Öko- und Sozialstandards bei Kleidung: Siegelwesen bleibt zerfasert
Wer umweltfreundlich und fair produzierte Kleidung kaufen will, muss sich durch ein Dickicht aus Labeln kämpfen. Nun beraten Organisationen über transparentere Infos.
BERLIN taz | Ökologisch korrekte Kleidung zu kaufen ist schwierig. Zwar gibt es Dutzende von Siegeln für nachhaltig erzeugte Hosen, T-Shirts oder Jacken. Aber sie alle basieren auf unterschiedlichen Standards und sind somit für den Verbraucher kaum durchschaubar. Als die Umweltschutzorganisation Greenpeace sich im Rahmen ihrer Chemikalien-Kampagne kürzlich Jacken bekannter Hersteller von Outdoor-Mode vornahm, ist das wieder einmal deutlich geworden: Selbst in Kleidung mit Umweltsiegeln wie dem von „Bluesign“ fanden sich giftige Fluorchemikalien.
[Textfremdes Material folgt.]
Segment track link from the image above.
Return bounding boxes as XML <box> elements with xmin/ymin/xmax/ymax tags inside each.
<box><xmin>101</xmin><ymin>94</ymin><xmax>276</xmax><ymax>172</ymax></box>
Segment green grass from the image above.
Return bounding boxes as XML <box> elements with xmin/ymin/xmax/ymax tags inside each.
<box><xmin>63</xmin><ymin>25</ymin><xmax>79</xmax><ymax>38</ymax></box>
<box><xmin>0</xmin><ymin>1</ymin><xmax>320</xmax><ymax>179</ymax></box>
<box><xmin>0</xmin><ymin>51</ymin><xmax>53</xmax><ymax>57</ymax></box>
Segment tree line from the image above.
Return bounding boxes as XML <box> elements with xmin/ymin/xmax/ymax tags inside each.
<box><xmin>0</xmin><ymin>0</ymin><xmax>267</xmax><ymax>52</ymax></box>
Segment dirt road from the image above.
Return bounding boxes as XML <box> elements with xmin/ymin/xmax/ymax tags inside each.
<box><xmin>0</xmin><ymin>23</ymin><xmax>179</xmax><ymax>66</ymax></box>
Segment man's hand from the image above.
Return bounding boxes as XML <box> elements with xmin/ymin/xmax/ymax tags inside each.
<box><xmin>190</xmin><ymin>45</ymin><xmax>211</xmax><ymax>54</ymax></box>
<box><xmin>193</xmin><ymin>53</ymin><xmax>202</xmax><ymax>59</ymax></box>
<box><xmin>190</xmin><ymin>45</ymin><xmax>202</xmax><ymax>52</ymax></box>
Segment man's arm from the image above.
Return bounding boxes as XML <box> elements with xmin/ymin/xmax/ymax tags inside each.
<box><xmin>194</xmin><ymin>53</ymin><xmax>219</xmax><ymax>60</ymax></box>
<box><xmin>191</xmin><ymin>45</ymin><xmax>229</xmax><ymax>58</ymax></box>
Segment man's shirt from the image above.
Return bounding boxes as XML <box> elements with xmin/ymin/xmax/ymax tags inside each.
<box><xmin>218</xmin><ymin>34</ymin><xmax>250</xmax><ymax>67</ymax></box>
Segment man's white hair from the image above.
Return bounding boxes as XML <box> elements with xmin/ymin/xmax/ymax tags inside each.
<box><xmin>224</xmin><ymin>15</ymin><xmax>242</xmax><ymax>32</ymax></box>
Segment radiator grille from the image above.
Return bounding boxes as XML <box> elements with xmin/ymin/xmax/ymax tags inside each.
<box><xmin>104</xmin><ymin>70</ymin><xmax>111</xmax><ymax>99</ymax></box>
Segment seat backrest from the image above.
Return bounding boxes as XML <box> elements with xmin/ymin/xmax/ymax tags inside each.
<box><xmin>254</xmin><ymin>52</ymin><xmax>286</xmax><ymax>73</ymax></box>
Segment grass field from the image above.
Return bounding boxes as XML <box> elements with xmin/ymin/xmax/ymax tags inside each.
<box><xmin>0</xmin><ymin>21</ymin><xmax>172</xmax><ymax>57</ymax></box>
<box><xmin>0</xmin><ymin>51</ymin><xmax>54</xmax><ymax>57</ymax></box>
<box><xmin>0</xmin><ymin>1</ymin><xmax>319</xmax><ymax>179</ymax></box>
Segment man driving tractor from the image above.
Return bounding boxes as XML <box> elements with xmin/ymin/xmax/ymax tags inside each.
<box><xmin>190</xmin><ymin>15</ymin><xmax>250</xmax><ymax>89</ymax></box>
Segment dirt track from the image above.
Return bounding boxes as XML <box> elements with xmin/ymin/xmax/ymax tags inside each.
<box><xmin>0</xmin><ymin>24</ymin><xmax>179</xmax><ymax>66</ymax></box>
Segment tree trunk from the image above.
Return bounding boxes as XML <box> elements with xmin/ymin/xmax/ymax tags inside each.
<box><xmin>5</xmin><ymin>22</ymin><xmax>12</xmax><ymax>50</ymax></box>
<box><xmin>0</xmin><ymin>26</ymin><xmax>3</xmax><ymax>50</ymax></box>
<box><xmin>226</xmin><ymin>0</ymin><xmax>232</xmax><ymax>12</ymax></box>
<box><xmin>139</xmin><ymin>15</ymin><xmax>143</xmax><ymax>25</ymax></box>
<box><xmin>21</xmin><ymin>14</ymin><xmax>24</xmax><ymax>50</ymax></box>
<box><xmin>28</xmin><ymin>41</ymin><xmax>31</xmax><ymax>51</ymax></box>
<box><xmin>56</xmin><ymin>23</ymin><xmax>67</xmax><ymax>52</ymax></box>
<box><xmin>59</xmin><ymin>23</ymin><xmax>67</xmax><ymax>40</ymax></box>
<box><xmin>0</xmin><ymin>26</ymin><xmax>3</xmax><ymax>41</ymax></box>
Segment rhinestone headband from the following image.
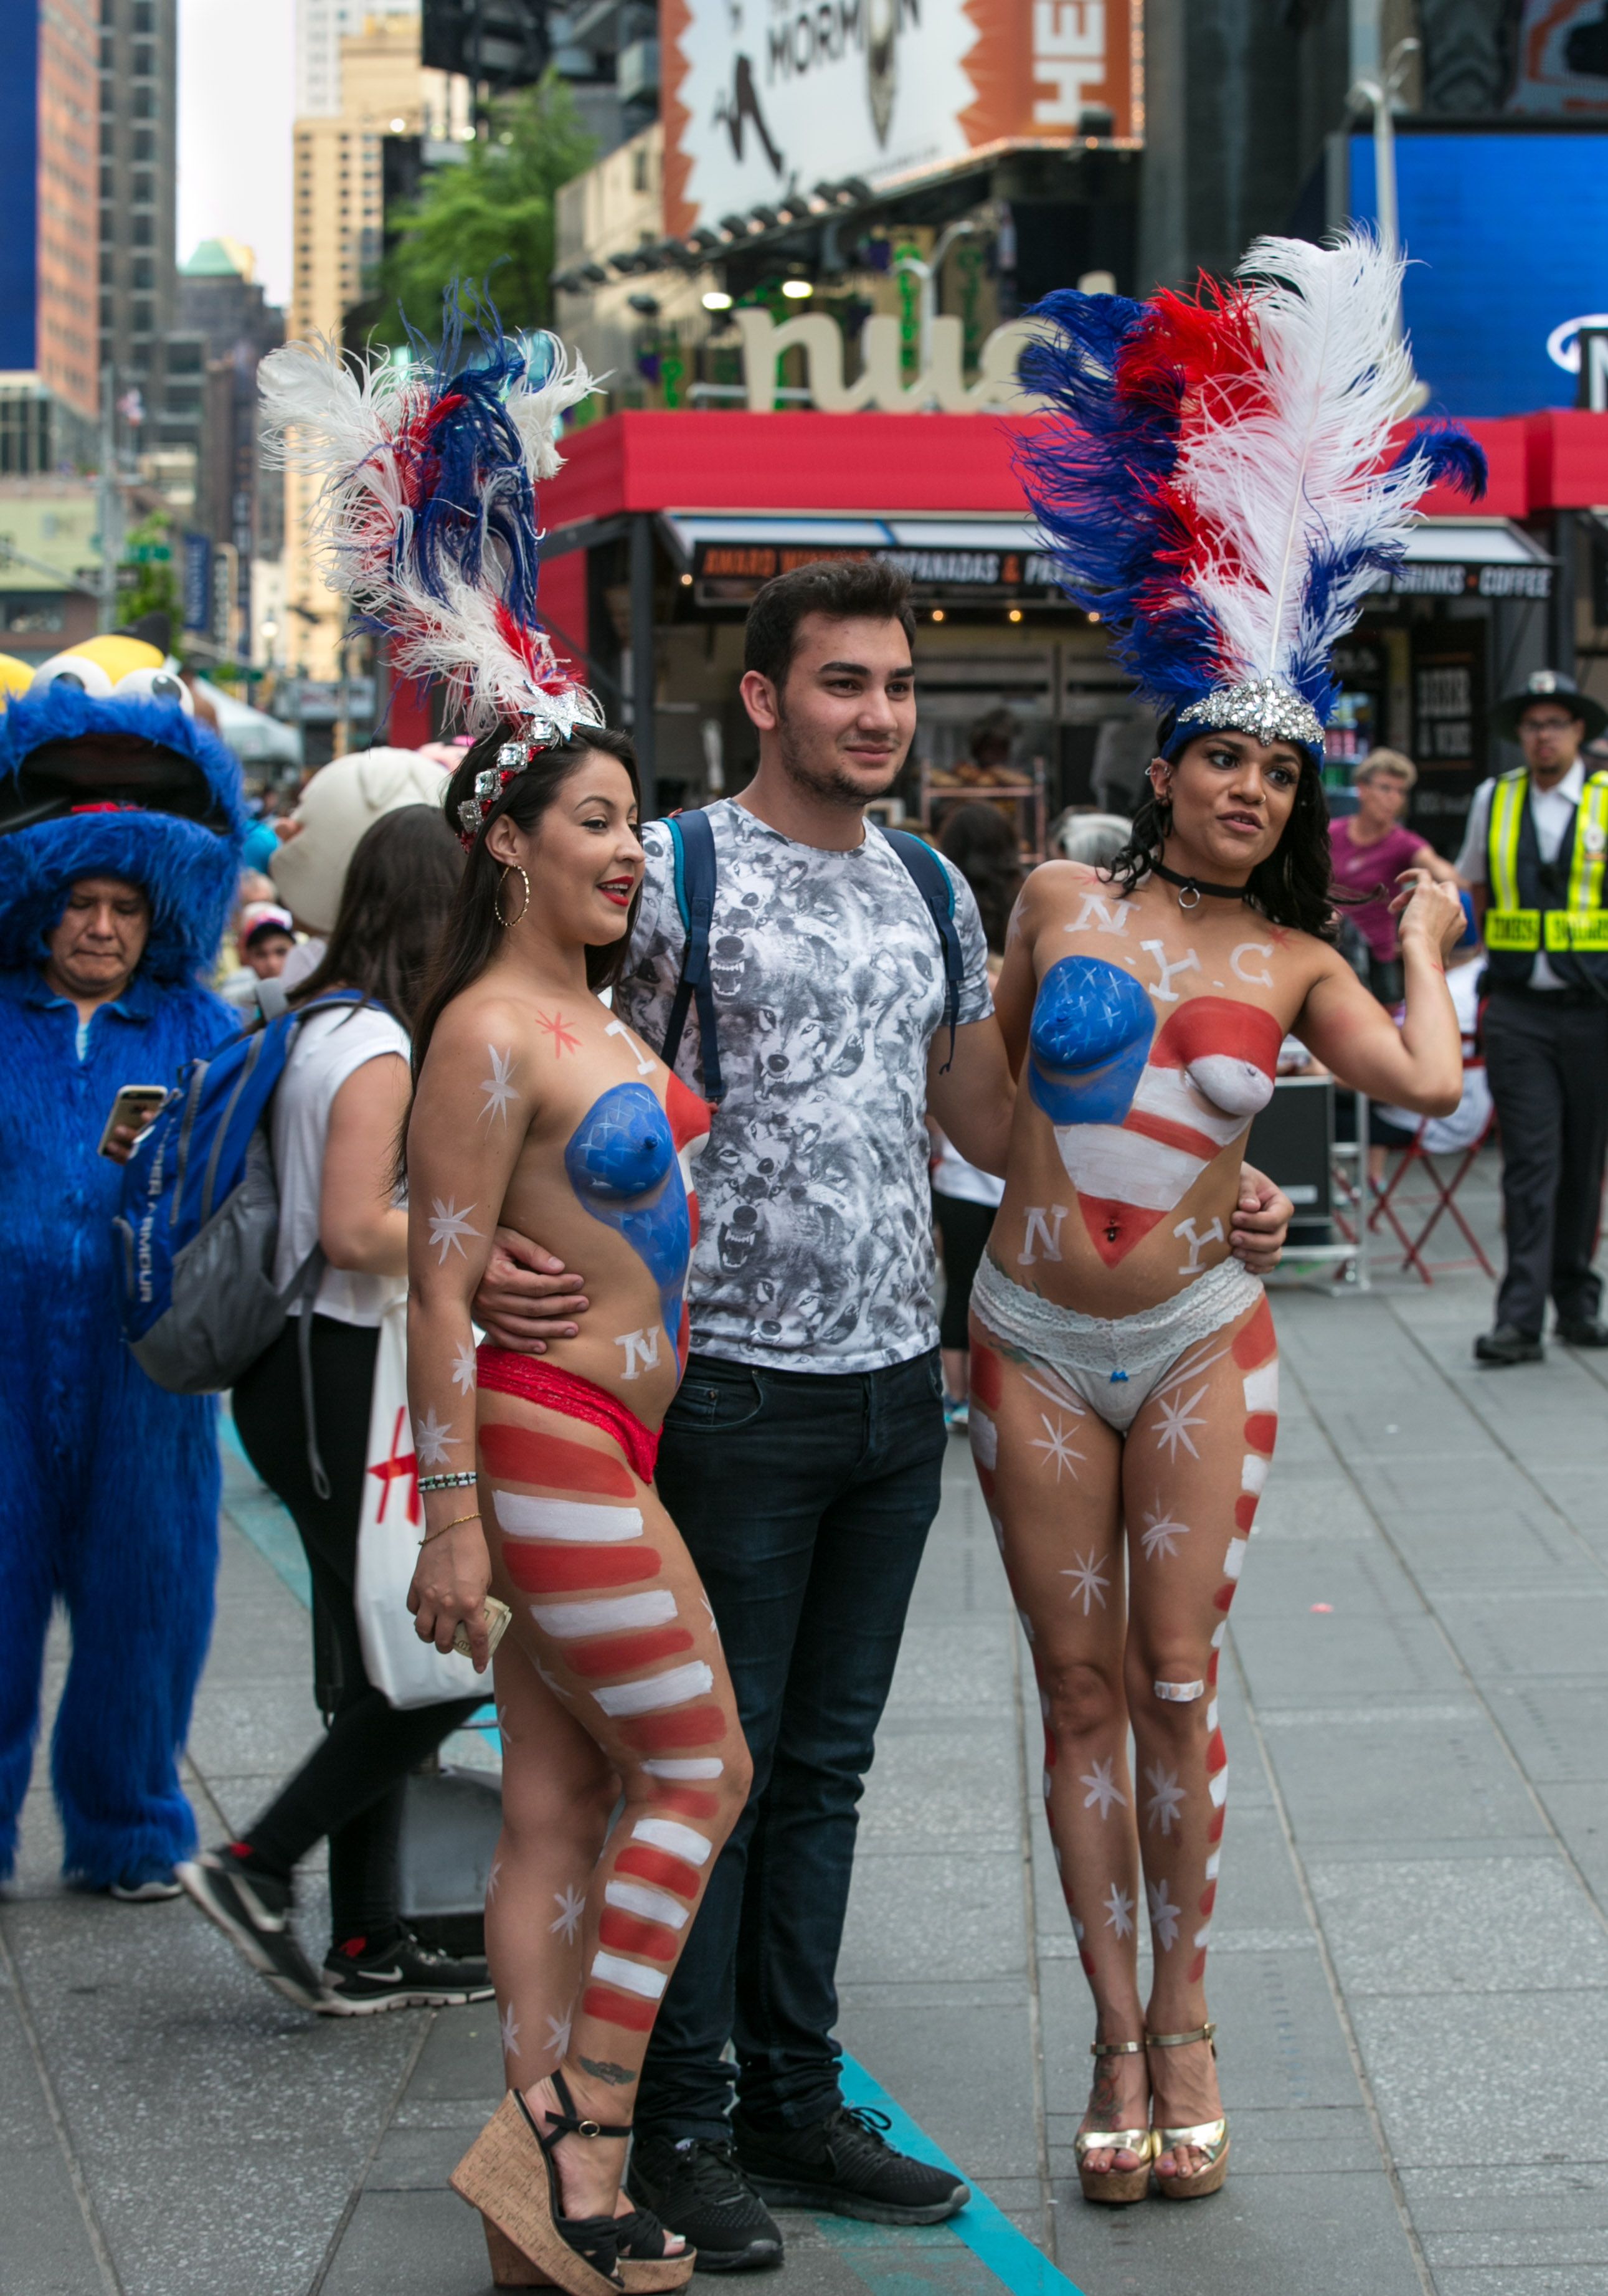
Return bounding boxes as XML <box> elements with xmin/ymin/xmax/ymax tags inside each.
<box><xmin>1176</xmin><ymin>678</ymin><xmax>1325</xmax><ymax>752</ymax></box>
<box><xmin>456</xmin><ymin>735</ymin><xmax>548</xmax><ymax>848</ymax></box>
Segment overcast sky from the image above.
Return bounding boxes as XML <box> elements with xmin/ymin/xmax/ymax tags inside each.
<box><xmin>177</xmin><ymin>0</ymin><xmax>296</xmax><ymax>306</ymax></box>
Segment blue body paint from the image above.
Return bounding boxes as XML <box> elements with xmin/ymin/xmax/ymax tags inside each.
<box><xmin>1026</xmin><ymin>956</ymin><xmax>1154</xmax><ymax>1127</ymax></box>
<box><xmin>564</xmin><ymin>1082</ymin><xmax>691</xmax><ymax>1369</ymax></box>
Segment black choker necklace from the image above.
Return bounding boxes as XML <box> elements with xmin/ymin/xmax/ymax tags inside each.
<box><xmin>1149</xmin><ymin>858</ymin><xmax>1251</xmax><ymax>910</ymax></box>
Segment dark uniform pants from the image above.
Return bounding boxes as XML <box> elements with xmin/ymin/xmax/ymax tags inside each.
<box><xmin>1483</xmin><ymin>990</ymin><xmax>1608</xmax><ymax>1337</ymax></box>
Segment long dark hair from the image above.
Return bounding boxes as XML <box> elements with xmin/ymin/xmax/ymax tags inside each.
<box><xmin>286</xmin><ymin>804</ymin><xmax>465</xmax><ymax>1029</ymax></box>
<box><xmin>1106</xmin><ymin>754</ymin><xmax>1338</xmax><ymax>942</ymax></box>
<box><xmin>939</xmin><ymin>802</ymin><xmax>1023</xmax><ymax>956</ymax></box>
<box><xmin>409</xmin><ymin>722</ymin><xmax>643</xmax><ymax>1087</ymax></box>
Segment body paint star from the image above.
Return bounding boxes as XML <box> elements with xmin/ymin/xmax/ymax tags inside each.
<box><xmin>1031</xmin><ymin>1412</ymin><xmax>1084</xmax><ymax>1480</ymax></box>
<box><xmin>545</xmin><ymin>2009</ymin><xmax>572</xmax><ymax>2059</ymax></box>
<box><xmin>1147</xmin><ymin>1879</ymin><xmax>1181</xmax><ymax>1951</ymax></box>
<box><xmin>500</xmin><ymin>2003</ymin><xmax>521</xmax><ymax>2058</ymax></box>
<box><xmin>1061</xmin><ymin>1551</ymin><xmax>1110</xmax><ymax>1615</ymax></box>
<box><xmin>1103</xmin><ymin>1882</ymin><xmax>1135</xmax><ymax>1938</ymax></box>
<box><xmin>1140</xmin><ymin>1502</ymin><xmax>1190</xmax><ymax>1563</ymax></box>
<box><xmin>535</xmin><ymin>1008</ymin><xmax>582</xmax><ymax>1058</ymax></box>
<box><xmin>481</xmin><ymin>1043</ymin><xmax>518</xmax><ymax>1123</ymax></box>
<box><xmin>413</xmin><ymin>1407</ymin><xmax>459</xmax><ymax>1469</ymax></box>
<box><xmin>486</xmin><ymin>1857</ymin><xmax>503</xmax><ymax>1902</ymax></box>
<box><xmin>1153</xmin><ymin>1385</ymin><xmax>1209</xmax><ymax>1462</ymax></box>
<box><xmin>1144</xmin><ymin>1762</ymin><xmax>1186</xmax><ymax>1836</ymax></box>
<box><xmin>452</xmin><ymin>1339</ymin><xmax>478</xmax><ymax>1396</ymax></box>
<box><xmin>1080</xmin><ymin>1757</ymin><xmax>1127</xmax><ymax>1818</ymax></box>
<box><xmin>428</xmin><ymin>1197</ymin><xmax>481</xmax><ymax>1264</ymax></box>
<box><xmin>549</xmin><ymin>1885</ymin><xmax>585</xmax><ymax>1943</ymax></box>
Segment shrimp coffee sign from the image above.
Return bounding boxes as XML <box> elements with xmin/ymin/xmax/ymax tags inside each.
<box><xmin>660</xmin><ymin>0</ymin><xmax>1142</xmax><ymax>240</ymax></box>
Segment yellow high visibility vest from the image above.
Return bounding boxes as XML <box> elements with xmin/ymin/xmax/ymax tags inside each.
<box><xmin>1486</xmin><ymin>767</ymin><xmax>1608</xmax><ymax>955</ymax></box>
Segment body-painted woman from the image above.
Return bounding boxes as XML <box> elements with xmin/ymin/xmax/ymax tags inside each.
<box><xmin>984</xmin><ymin>230</ymin><xmax>1483</xmax><ymax>2204</ymax></box>
<box><xmin>405</xmin><ymin>725</ymin><xmax>749</xmax><ymax>2293</ymax></box>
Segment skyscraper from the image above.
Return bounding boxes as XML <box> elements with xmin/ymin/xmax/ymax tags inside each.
<box><xmin>98</xmin><ymin>0</ymin><xmax>179</xmax><ymax>397</ymax></box>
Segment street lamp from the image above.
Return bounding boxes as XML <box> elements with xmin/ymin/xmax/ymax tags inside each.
<box><xmin>1348</xmin><ymin>37</ymin><xmax>1418</xmax><ymax>263</ymax></box>
<box><xmin>892</xmin><ymin>219</ymin><xmax>978</xmax><ymax>401</ymax></box>
<box><xmin>1347</xmin><ymin>39</ymin><xmax>1427</xmax><ymax>410</ymax></box>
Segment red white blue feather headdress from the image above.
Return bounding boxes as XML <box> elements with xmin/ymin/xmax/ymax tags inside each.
<box><xmin>258</xmin><ymin>307</ymin><xmax>602</xmax><ymax>840</ymax></box>
<box><xmin>1016</xmin><ymin>231</ymin><xmax>1487</xmax><ymax>759</ymax></box>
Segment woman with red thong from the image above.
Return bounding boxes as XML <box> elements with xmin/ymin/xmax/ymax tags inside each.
<box><xmin>982</xmin><ymin>232</ymin><xmax>1484</xmax><ymax>2207</ymax></box>
<box><xmin>267</xmin><ymin>313</ymin><xmax>743</xmax><ymax>2295</ymax></box>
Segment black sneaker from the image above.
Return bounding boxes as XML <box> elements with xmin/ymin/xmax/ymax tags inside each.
<box><xmin>318</xmin><ymin>1928</ymin><xmax>494</xmax><ymax>2015</ymax></box>
<box><xmin>175</xmin><ymin>1849</ymin><xmax>324</xmax><ymax>2008</ymax></box>
<box><xmin>627</xmin><ymin>2133</ymin><xmax>783</xmax><ymax>2273</ymax></box>
<box><xmin>107</xmin><ymin>1864</ymin><xmax>182</xmax><ymax>1902</ymax></box>
<box><xmin>734</xmin><ymin>2105</ymin><xmax>970</xmax><ymax>2227</ymax></box>
<box><xmin>1557</xmin><ymin>1317</ymin><xmax>1608</xmax><ymax>1347</ymax></box>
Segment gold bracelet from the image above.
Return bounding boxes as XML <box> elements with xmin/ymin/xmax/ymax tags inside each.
<box><xmin>419</xmin><ymin>1510</ymin><xmax>481</xmax><ymax>1547</ymax></box>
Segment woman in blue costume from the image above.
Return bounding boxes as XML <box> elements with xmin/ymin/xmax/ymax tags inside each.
<box><xmin>0</xmin><ymin>629</ymin><xmax>244</xmax><ymax>1897</ymax></box>
<box><xmin>971</xmin><ymin>234</ymin><xmax>1483</xmax><ymax>2205</ymax></box>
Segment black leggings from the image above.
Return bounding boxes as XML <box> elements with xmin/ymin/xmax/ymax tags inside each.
<box><xmin>933</xmin><ymin>1190</ymin><xmax>997</xmax><ymax>1354</ymax></box>
<box><xmin>230</xmin><ymin>1315</ymin><xmax>480</xmax><ymax>1948</ymax></box>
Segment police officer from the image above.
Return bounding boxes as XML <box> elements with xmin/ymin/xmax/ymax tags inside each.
<box><xmin>1457</xmin><ymin>670</ymin><xmax>1608</xmax><ymax>1363</ymax></box>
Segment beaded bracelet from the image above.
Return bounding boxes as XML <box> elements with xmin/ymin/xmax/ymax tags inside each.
<box><xmin>418</xmin><ymin>1469</ymin><xmax>478</xmax><ymax>1492</ymax></box>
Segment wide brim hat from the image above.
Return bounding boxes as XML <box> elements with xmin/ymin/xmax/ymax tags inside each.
<box><xmin>1491</xmin><ymin>670</ymin><xmax>1608</xmax><ymax>745</ymax></box>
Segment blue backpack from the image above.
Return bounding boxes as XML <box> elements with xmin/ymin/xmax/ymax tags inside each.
<box><xmin>115</xmin><ymin>992</ymin><xmax>366</xmax><ymax>1484</ymax></box>
<box><xmin>659</xmin><ymin>811</ymin><xmax>965</xmax><ymax>1101</ymax></box>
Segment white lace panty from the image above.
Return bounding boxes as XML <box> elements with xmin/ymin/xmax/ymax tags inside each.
<box><xmin>969</xmin><ymin>1251</ymin><xmax>1264</xmax><ymax>1433</ymax></box>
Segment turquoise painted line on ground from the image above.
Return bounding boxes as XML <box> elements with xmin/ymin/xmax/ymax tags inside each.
<box><xmin>215</xmin><ymin>1414</ymin><xmax>1081</xmax><ymax>2293</ymax></box>
<box><xmin>839</xmin><ymin>2056</ymin><xmax>1087</xmax><ymax>2296</ymax></box>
Der Bluesign-Standard verbiete diese Substanzen nicht generell, sagt Peter Waeber, Geschäftsführer des gleichnamigen Zertifizierers aus der Schweiz, „setzt aber klare Obergrenzen für die in Fluorchemikalien enthaltenen unerwünschten Nebenprodukte“. Es gebe einfach im Bereich der Schmutz- oder Ölabweisung keine technischen Alternativen.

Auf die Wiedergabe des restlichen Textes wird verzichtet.